Larkin Bennett has recently returned home to the state of Washington after a stint in Afghanistan, suffering from PTSD and mourning the death of her best friend and fellow soldier, Sarah. As she cleans out Sarah's storage locker, she discovers the diary that Sarah said inspired her to become a soldier. It belonged to Emily Wilson, who grew up on a farm in Indiana and, during the Civil War, changed her name to Jesse and posed as a man in order to join the Army. Estes (The Girl Who Wrote in Silk, 2015) moves smoothly between the stories of Larkin, who with the help of her grandmother and other friends and relatives begins to find her way back into civilian life, and Emily, who both faces the horrors of war and starts to recognize the freedom inherent in appearing to others as a man. Estes includes passages from the (fictional) diary but primarily reveals Emily in the third person. Although the historical dialogue is occasionally anachronistic (would anyone in the 1860s say, “Yeah, me too”?) and the contemporary dialogue is sometimes overloaded with facts about the past, both central characters are credible and well developed.

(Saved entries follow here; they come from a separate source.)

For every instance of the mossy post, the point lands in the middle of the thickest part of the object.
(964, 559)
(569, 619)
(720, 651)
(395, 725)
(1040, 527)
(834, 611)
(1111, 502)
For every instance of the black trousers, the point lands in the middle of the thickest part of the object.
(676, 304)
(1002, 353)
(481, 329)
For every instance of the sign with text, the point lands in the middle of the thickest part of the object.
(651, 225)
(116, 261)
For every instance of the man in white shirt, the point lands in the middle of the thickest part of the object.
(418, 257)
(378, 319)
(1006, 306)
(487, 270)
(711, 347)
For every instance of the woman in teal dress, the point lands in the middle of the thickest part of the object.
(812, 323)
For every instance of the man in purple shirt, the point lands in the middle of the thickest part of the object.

They're surrounded by equally intriguing secondary characters, including Emily's brother Ben and fellow soldier Willie and, in the contemporary sections, Sarah's brother, Zach, with whom Larkin forms a tentative relationship. Though it would have been easy to make Emily the more compelling character, Larkin's struggles with survivor's guilt and the day-to-day issues of recovering from war make her story just as riveting.

The novel brings the Civil War era to life and effectively links it to contemporary times.